Ella Fitzgerald’s voice means warmth, joy, careless brilliance, strength wrapped in velvet. But her early life was cold, rough, harsh.
It’s Ella Fitzgerald’s 100th birthday today, and on NPR’s Morning Edition, Susan Stamberg reports that Fitzgerald, born poor, was orphaned at 15. Her surviving stepfather was hard on her, and she lived for a time with an aunt, but then started skipping school, eventually living on the streets.
“She was on the streets of Harlem dancing for tips” [Smithsonian Curator of American Music John] Hasse says.
She earned more pennies as a lookout for cops outside a brothel. At one point, she was arrested for truancy and sent to a reform school, where she was regularly beaten. So she ran away — this awkward, gawky girl with skinny legs and old, cast-off boots — with no money, living on the streets and sleeping where she could.

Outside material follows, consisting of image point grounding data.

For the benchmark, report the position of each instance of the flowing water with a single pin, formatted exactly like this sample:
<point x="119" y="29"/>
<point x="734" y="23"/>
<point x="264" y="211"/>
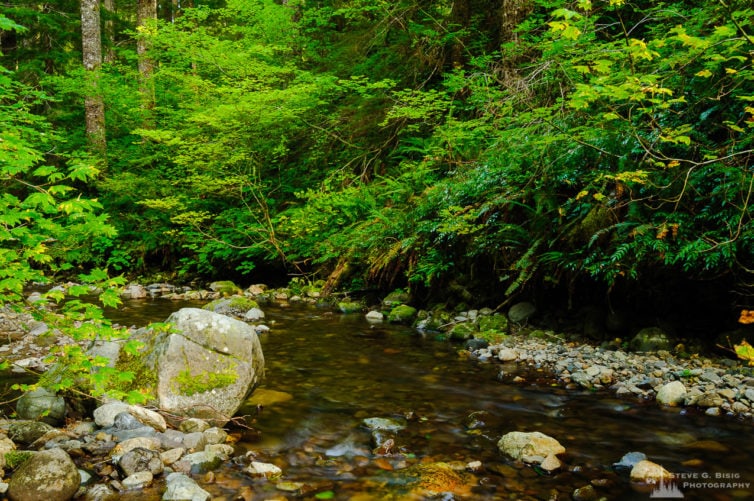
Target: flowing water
<point x="326" y="372"/>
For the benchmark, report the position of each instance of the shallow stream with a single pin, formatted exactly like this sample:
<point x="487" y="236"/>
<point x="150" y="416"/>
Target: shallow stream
<point x="326" y="372"/>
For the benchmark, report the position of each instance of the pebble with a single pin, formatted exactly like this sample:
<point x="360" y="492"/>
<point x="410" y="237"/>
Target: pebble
<point x="711" y="384"/>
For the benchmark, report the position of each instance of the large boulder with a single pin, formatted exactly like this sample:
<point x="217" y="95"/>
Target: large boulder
<point x="235" y="306"/>
<point x="50" y="475"/>
<point x="206" y="365"/>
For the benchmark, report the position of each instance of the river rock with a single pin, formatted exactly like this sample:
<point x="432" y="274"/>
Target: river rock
<point x="41" y="404"/>
<point x="192" y="425"/>
<point x="375" y="316"/>
<point x="350" y="306"/>
<point x="134" y="291"/>
<point x="402" y="313"/>
<point x="629" y="460"/>
<point x="48" y="475"/>
<point x="673" y="393"/>
<point x="649" y="472"/>
<point x="26" y="432"/>
<point x="253" y="315"/>
<point x="104" y="415"/>
<point x="224" y="287"/>
<point x="507" y="354"/>
<point x="148" y="417"/>
<point x="138" y="480"/>
<point x="180" y="487"/>
<point x="384" y="424"/>
<point x="215" y="436"/>
<point x="709" y="399"/>
<point x="236" y="306"/>
<point x="498" y="323"/>
<point x="134" y="443"/>
<point x="267" y="470"/>
<point x="207" y="365"/>
<point x="395" y="298"/>
<point x="140" y="459"/>
<point x="532" y="447"/>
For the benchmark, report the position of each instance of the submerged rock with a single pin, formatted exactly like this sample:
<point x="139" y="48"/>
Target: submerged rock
<point x="531" y="447"/>
<point x="181" y="487"/>
<point x="673" y="393"/>
<point x="646" y="471"/>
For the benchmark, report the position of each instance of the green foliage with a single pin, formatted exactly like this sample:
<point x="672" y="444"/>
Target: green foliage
<point x="14" y="459"/>
<point x="187" y="383"/>
<point x="393" y="143"/>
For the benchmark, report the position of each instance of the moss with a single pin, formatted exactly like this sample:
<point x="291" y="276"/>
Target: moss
<point x="492" y="336"/>
<point x="225" y="287"/>
<point x="14" y="459"/>
<point x="191" y="384"/>
<point x="402" y="313"/>
<point x="350" y="306"/>
<point x="144" y="378"/>
<point x="235" y="304"/>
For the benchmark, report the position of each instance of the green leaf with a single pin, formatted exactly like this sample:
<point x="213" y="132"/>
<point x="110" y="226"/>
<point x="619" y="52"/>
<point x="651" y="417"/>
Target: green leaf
<point x="745" y="351"/>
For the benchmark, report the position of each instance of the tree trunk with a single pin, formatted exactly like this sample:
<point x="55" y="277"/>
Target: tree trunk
<point x="91" y="45"/>
<point x="109" y="30"/>
<point x="146" y="15"/>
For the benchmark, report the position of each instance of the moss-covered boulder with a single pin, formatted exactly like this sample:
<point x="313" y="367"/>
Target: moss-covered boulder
<point x="350" y="306"/>
<point x="225" y="288"/>
<point x="235" y="306"/>
<point x="434" y="320"/>
<point x="496" y="322"/>
<point x="395" y="298"/>
<point x="463" y="331"/>
<point x="403" y="314"/>
<point x="206" y="365"/>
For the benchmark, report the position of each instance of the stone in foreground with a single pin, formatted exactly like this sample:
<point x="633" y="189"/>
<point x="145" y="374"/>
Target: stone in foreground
<point x="48" y="475"/>
<point x="206" y="365"/>
<point x="531" y="447"/>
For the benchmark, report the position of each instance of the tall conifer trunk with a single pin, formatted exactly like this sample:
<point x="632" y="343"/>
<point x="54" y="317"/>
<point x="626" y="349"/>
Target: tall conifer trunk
<point x="91" y="43"/>
<point x="109" y="6"/>
<point x="146" y="14"/>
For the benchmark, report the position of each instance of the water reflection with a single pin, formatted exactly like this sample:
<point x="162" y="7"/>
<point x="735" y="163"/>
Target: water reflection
<point x="336" y="370"/>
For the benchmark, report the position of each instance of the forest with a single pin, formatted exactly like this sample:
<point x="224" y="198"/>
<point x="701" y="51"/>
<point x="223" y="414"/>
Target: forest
<point x="468" y="151"/>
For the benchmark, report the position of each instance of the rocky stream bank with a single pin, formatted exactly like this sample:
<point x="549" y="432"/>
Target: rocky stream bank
<point x="124" y="450"/>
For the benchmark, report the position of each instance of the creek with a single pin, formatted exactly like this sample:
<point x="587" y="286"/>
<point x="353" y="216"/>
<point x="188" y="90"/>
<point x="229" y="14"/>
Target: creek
<point x="326" y="372"/>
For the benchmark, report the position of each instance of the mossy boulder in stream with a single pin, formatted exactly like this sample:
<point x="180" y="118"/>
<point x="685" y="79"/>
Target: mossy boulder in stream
<point x="225" y="288"/>
<point x="206" y="365"/>
<point x="402" y="313"/>
<point x="198" y="364"/>
<point x="498" y="323"/>
<point x="236" y="306"/>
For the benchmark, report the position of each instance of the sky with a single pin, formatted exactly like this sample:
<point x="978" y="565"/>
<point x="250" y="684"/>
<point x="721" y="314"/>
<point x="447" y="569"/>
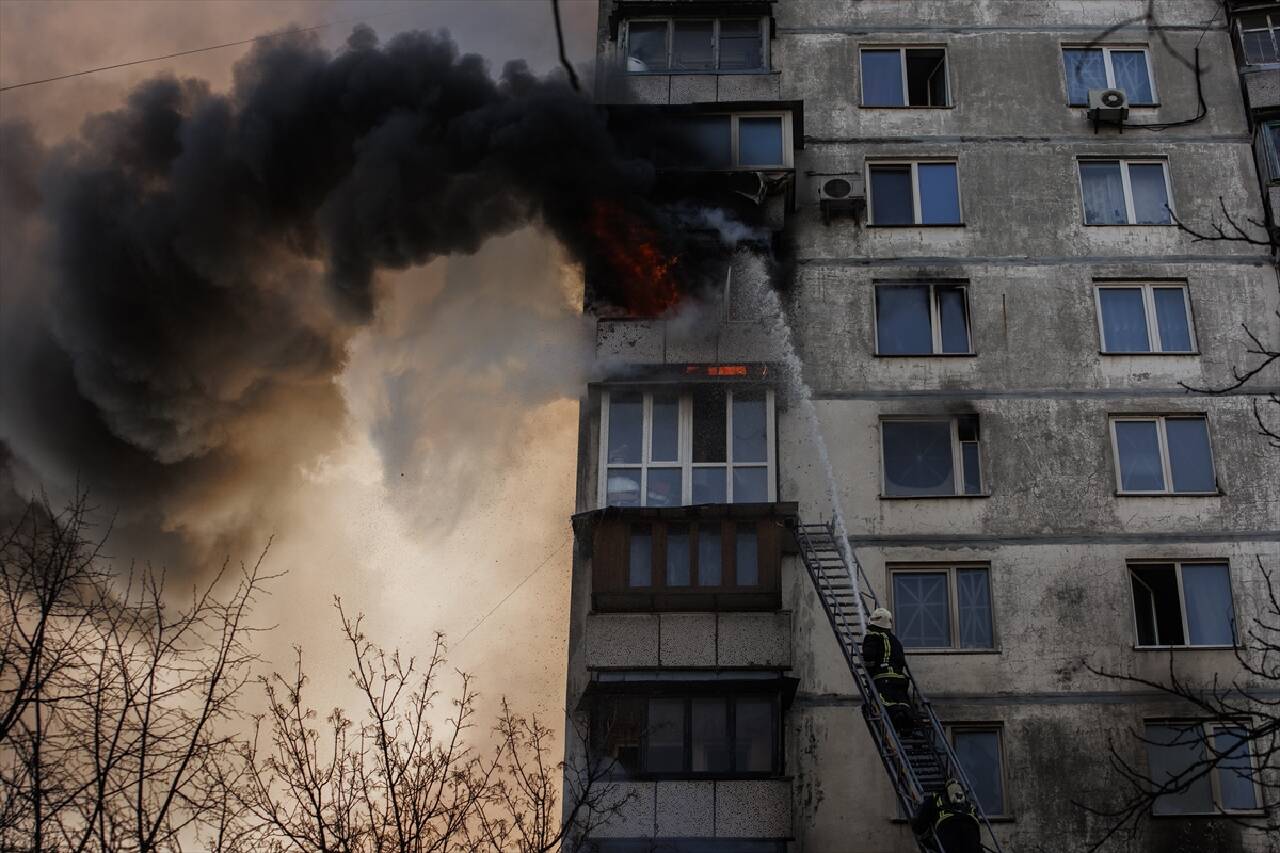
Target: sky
<point x="471" y="396"/>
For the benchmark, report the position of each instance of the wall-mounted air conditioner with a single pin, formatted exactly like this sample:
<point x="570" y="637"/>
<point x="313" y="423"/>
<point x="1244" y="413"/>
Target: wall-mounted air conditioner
<point x="1107" y="105"/>
<point x="841" y="194"/>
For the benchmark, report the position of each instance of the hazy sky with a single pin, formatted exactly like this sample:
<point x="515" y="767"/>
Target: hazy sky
<point x="483" y="393"/>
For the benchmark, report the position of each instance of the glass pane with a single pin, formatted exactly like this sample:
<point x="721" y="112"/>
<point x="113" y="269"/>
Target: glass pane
<point x="903" y="319"/>
<point x="746" y="557"/>
<point x="882" y="78"/>
<point x="647" y="45"/>
<point x="626" y="428"/>
<point x="1175" y="333"/>
<point x="693" y="45"/>
<point x="640" y="561"/>
<point x="1150" y="196"/>
<point x="666" y="737"/>
<point x="955" y="322"/>
<point x="712" y="141"/>
<point x="922" y="610"/>
<point x="759" y="141"/>
<point x="753" y="737"/>
<point x="709" y="555"/>
<point x="1124" y="320"/>
<point x="750" y="484"/>
<point x="940" y="196"/>
<point x="622" y="487"/>
<point x="709" y="425"/>
<point x="918" y="457"/>
<point x="663" y="487"/>
<point x="973" y="598"/>
<point x="978" y="753"/>
<point x="1138" y="448"/>
<point x="1130" y="74"/>
<point x="709" y="486"/>
<point x="1084" y="71"/>
<point x="741" y="46"/>
<point x="677" y="556"/>
<point x="1189" y="455"/>
<point x="1175" y="749"/>
<point x="891" y="195"/>
<point x="1104" y="194"/>
<point x="709" y="737"/>
<point x="1207" y="593"/>
<point x="750" y="428"/>
<point x="664" y="438"/>
<point x="1235" y="772"/>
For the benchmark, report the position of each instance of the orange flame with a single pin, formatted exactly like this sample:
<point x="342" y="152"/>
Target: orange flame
<point x="647" y="276"/>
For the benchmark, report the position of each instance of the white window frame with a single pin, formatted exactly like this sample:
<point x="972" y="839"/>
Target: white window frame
<point x="1182" y="601"/>
<point x="906" y="95"/>
<point x="956" y="456"/>
<point x="1110" y="69"/>
<point x="1166" y="469"/>
<point x="1130" y="215"/>
<point x="1148" y="306"/>
<point x="951" y="570"/>
<point x="684" y="454"/>
<point x="935" y="318"/>
<point x="915" y="192"/>
<point x="763" y="23"/>
<point x="1208" y="728"/>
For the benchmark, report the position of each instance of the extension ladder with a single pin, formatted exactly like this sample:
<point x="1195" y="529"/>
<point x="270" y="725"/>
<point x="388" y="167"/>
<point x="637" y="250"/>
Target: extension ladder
<point x="918" y="765"/>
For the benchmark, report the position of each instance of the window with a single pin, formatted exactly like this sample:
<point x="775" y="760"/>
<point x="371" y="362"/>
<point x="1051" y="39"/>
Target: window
<point x="922" y="319"/>
<point x="1125" y="192"/>
<point x="1260" y="36"/>
<point x="931" y="457"/>
<point x="982" y="756"/>
<point x="1183" y="603"/>
<point x="1164" y="455"/>
<point x="695" y="45"/>
<point x="711" y="445"/>
<point x="904" y="77"/>
<point x="1127" y="68"/>
<point x="1183" y="753"/>
<point x="914" y="194"/>
<point x="745" y="140"/>
<point x="690" y="735"/>
<point x="942" y="606"/>
<point x="1144" y="318"/>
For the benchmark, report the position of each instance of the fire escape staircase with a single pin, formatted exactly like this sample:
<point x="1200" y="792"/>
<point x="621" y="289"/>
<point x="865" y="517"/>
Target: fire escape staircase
<point x="919" y="765"/>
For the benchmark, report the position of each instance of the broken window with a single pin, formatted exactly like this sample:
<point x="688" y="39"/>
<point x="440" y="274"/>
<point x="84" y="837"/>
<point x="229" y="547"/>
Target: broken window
<point x="709" y="445"/>
<point x="922" y="319"/>
<point x="695" y="45"/>
<point x="1124" y="68"/>
<point x="1164" y="455"/>
<point x="1144" y="318"/>
<point x="904" y="77"/>
<point x="931" y="457"/>
<point x="914" y="194"/>
<point x="1183" y="603"/>
<point x="1260" y="36"/>
<point x="942" y="607"/>
<point x="1125" y="192"/>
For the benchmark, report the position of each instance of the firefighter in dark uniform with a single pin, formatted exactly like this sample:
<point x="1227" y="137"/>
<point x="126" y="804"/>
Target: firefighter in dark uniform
<point x="952" y="820"/>
<point x="886" y="664"/>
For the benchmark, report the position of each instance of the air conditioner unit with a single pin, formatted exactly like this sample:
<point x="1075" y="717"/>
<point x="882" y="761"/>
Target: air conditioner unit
<point x="1107" y="105"/>
<point x="844" y="192"/>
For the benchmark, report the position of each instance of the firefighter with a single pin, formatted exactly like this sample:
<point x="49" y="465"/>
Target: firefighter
<point x="885" y="661"/>
<point x="951" y="817"/>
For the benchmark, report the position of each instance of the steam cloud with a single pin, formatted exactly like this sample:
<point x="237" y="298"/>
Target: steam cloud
<point x="186" y="277"/>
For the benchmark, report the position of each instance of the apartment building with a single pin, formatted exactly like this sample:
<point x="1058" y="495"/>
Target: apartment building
<point x="999" y="322"/>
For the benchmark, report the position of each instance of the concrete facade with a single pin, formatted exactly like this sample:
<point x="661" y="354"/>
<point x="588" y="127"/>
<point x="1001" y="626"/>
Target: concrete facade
<point x="1050" y="523"/>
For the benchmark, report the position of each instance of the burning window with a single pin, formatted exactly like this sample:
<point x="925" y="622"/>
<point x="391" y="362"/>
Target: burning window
<point x="709" y="445"/>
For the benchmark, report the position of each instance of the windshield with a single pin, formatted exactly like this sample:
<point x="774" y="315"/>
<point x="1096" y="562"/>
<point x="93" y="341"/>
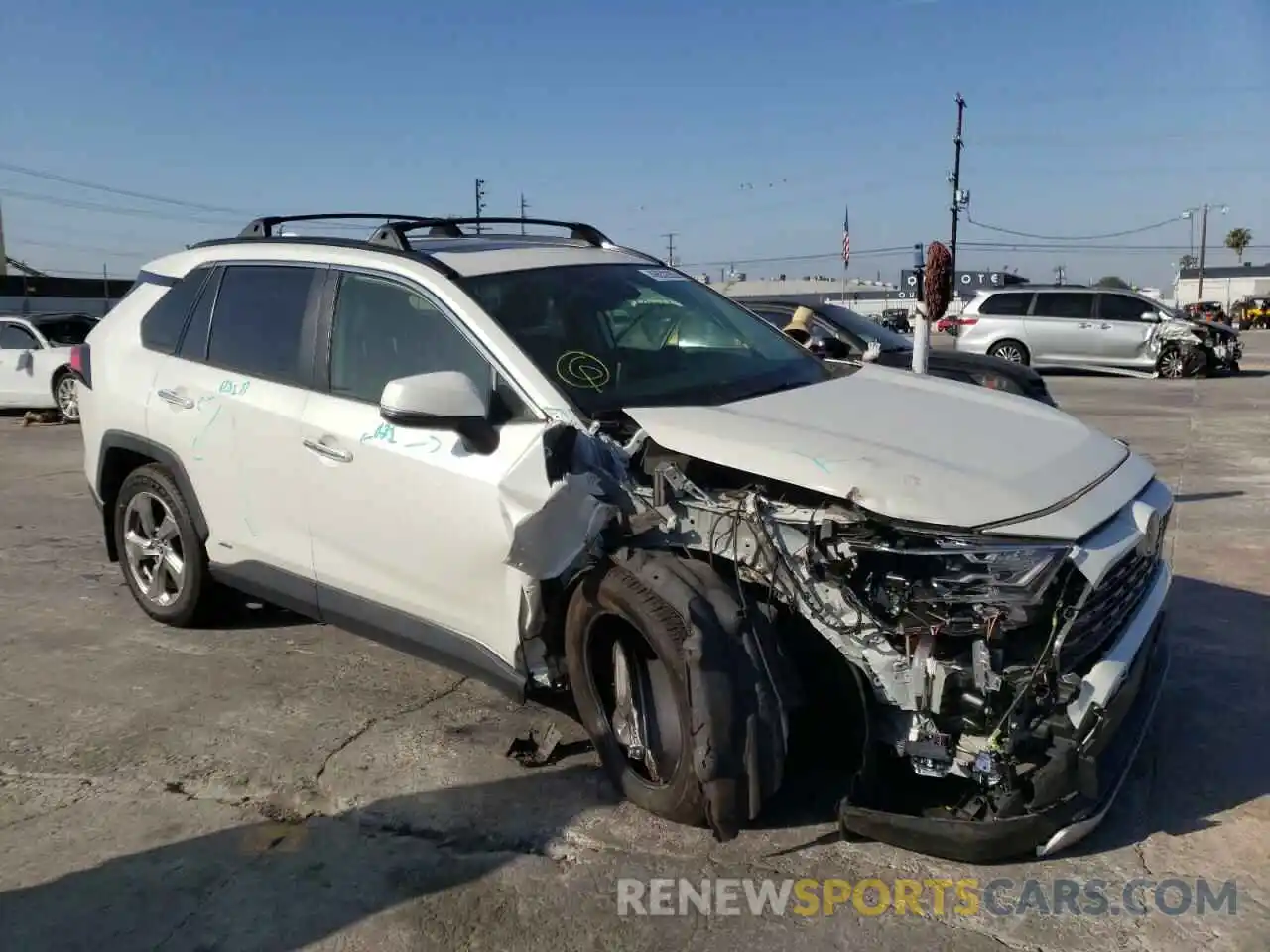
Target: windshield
<point x="860" y="326"/>
<point x="64" y="331"/>
<point x="619" y="335"/>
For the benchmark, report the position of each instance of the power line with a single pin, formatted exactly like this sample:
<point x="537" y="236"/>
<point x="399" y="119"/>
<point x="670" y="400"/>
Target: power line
<point x="82" y="204"/>
<point x="113" y="190"/>
<point x="93" y="249"/>
<point x="1075" y="238"/>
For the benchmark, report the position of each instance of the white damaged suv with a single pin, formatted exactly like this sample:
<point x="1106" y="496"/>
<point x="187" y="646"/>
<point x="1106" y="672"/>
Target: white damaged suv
<point x="492" y="451"/>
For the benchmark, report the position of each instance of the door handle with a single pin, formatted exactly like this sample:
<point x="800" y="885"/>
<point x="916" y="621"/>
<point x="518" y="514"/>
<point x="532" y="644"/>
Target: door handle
<point x="340" y="456"/>
<point x="176" y="399"/>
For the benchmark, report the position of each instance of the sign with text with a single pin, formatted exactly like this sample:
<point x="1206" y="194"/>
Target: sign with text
<point x="966" y="282"/>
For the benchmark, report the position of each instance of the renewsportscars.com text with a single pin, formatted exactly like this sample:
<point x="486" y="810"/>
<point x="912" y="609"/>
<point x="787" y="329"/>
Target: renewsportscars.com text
<point x="934" y="896"/>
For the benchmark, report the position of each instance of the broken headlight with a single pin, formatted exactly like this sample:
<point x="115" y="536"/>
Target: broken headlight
<point x="978" y="574"/>
<point x="969" y="574"/>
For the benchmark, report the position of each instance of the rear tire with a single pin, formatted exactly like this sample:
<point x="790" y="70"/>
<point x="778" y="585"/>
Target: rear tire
<point x="163" y="558"/>
<point x="619" y="608"/>
<point x="66" y="394"/>
<point x="1011" y="350"/>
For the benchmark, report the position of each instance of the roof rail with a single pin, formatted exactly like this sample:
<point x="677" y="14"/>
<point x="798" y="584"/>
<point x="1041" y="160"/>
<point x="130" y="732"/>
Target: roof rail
<point x="448" y="227"/>
<point x="264" y="227"/>
<point x="394" y="232"/>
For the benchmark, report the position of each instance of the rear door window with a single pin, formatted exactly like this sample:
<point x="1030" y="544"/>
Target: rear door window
<point x="1121" y="307"/>
<point x="259" y="318"/>
<point x="17" y="338"/>
<point x="1064" y="303"/>
<point x="1006" y="304"/>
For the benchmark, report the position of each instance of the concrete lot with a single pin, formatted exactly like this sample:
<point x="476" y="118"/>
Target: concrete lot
<point x="282" y="785"/>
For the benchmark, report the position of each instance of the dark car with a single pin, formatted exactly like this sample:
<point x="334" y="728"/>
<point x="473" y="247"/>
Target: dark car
<point x="839" y="334"/>
<point x="896" y="320"/>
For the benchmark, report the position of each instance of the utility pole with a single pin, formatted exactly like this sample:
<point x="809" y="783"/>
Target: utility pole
<point x="959" y="199"/>
<point x="1203" y="246"/>
<point x="922" y="333"/>
<point x="480" y="202"/>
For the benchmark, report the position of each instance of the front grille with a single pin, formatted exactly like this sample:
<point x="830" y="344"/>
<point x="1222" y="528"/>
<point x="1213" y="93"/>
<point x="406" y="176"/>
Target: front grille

Around this time, Fitzgerald used to say, she first began to sing on stage. She was 17, and found herself terrified in front of a brutal audience at Amatuer Night at the Apollo. She had been planning to dance, but her legs shook too badly; so instead, she sang. And everyone loved it, so she kept on singing. At least that’s the way she tells it.
Who can describe her voice? Instead of talking about it, let’s listen. The velvety ballads are my favorites. Here’s one of the greatest:
Oh, how I need. What a miracle of vocal engineering that she goes all high and hoarse without losing an ounce of power. Happy birthday, you beautiful woman. Someone I’d really like to know.